Article 6-C. Pourront continuer à être membres du syndicats les travailleurs licenciés et qui continuent à lutter pour réoccuper leur poste de travail. [La loi argentine sur les syndicats limite à six mois, consécutifs au licenciement, l’affiliation au syndicat. Dans la mesure où l’accès aux organismes de sécurité sociale dépend de la syndicalisation, chômeurs, précaires ne pouvant s’affilier au syndicat de branche où ils travaillent, se retrouvent dépourvus de toute couverture sociale. NdT.]

Démocratie syndicale

Finalités et objectifs du syndicat

Article 2. La finalité et objectifs du syndicat sont les suivants :

2-C. Adopter les mesures de lutte que le syndicat croit être les plus appropriées et que la situation met au jour en fonction des fins et des objectifs définis dans le cadre du syndicalisme de classe.

2-D. Développer l’organisation sur la base des principes de l’unité, solidarité et une réelle démocratie syndicale, recourant à l’analyse objective, à la critique constructive et à l’application dans la pratique du syndicalisme de classe. La démocratie syndicale présuppose le droit à la libre expression des positions syndicales et politiques et la pleine liberté des tendances qui défendent les intérêts des travailleurs.
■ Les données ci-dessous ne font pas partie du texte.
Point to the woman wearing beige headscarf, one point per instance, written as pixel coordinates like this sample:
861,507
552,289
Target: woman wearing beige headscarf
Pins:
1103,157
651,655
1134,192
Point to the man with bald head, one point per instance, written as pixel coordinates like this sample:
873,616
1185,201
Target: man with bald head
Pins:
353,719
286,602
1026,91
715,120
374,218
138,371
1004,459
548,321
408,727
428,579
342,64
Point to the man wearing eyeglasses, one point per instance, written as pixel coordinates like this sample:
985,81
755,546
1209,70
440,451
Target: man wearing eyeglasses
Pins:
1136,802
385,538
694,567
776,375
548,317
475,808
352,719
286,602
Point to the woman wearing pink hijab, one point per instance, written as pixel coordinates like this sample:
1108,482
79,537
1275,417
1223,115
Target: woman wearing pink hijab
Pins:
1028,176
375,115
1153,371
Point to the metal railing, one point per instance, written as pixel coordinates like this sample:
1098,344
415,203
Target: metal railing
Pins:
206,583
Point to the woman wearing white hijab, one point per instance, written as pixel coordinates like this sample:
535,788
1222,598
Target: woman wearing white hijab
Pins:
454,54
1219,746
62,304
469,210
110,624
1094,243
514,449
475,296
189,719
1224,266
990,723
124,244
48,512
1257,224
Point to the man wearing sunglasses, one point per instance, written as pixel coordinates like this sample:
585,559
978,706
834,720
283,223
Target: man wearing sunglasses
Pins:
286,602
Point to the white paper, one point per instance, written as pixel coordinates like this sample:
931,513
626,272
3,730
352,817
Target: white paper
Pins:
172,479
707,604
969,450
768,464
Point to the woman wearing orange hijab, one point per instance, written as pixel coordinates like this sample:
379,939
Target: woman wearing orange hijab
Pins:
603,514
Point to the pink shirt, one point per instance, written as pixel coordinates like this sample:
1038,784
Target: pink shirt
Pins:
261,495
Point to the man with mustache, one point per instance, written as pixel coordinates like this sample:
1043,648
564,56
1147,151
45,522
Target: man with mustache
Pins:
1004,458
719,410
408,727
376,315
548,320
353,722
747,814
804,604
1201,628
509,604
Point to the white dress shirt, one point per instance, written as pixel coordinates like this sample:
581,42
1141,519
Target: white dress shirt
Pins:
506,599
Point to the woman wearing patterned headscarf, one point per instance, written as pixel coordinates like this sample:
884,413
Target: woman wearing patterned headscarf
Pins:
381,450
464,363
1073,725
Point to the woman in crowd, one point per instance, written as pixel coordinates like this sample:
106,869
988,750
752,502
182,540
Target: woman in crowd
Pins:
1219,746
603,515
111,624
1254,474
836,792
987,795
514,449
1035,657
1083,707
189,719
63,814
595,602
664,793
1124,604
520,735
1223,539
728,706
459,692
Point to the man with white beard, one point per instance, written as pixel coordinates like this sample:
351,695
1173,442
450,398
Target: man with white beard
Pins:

2-I. Destiner un pourcentage des cotisations syndicales à la constitution d’un fonds de grève permanent.

2-J. Lutter pour l’unité effective entre travailleurs ayant un emploi et travailleurs au chômage. Chercher la coordination avec les autres organisations ouvrières en lutte.

2-K. Garantir réellement l’indépendance à l’égard de toute tentative d’ingérence de la part du gouvernement et des institutions étatiques et des patrons.

2-L. Impulser la solidarité de classe, principe qui nous permet de mettre en pratique l’appui mutuel entre travailleurs et les membres des classes exploitées et opprimées. Cela implique également l’appui international à la lutte des travailleurs, peuples et nations contre l’oppression et l’exploitation capitalistes et pour l’exercice intégral du droit des peuples à leur souveraineté et indépendance nationales.

Assemblée et Corps de délégués

Sur les autorités du syndicat

Article 13. Les autorités du syndicat sont l’assemblée générale des syndiqués, le plénum des délégués d’usine, la Commission Directive et la Commission de contrôle financier.

Sur les assemblées

Article 37. Les assemblées ordinaires et extraordinaires sont la plus haute autorité du syndicat.

Sur le Corps de délégués par atelier

Article 23-J. La Commission Directive se doit d’organiser l’élection de Corps de délégués par atelier dans toutes les usines.

Article 55. Les délégués seront élus tous les deux ans par leurs collègues d’atelier syndiqués et non syndiqués et ils seront révocables par un vote à la majorité simple de leur atelier. L’atelier devra compter au moins 15 travailleurs, et au maximum 40. En cas de seuil dépassé, un autre délégué sera élu. Si un secteur n’atteint pas ce seuil, il fusionnera avec un autre atelier pour élire son délégué. La réunion du Corps de délégués sera décisionnelle lorsque les délégués auront un mandat de leur base et le Corps de délégués peut s’auto-convoquer lorsqu’il a un mandat de sa base.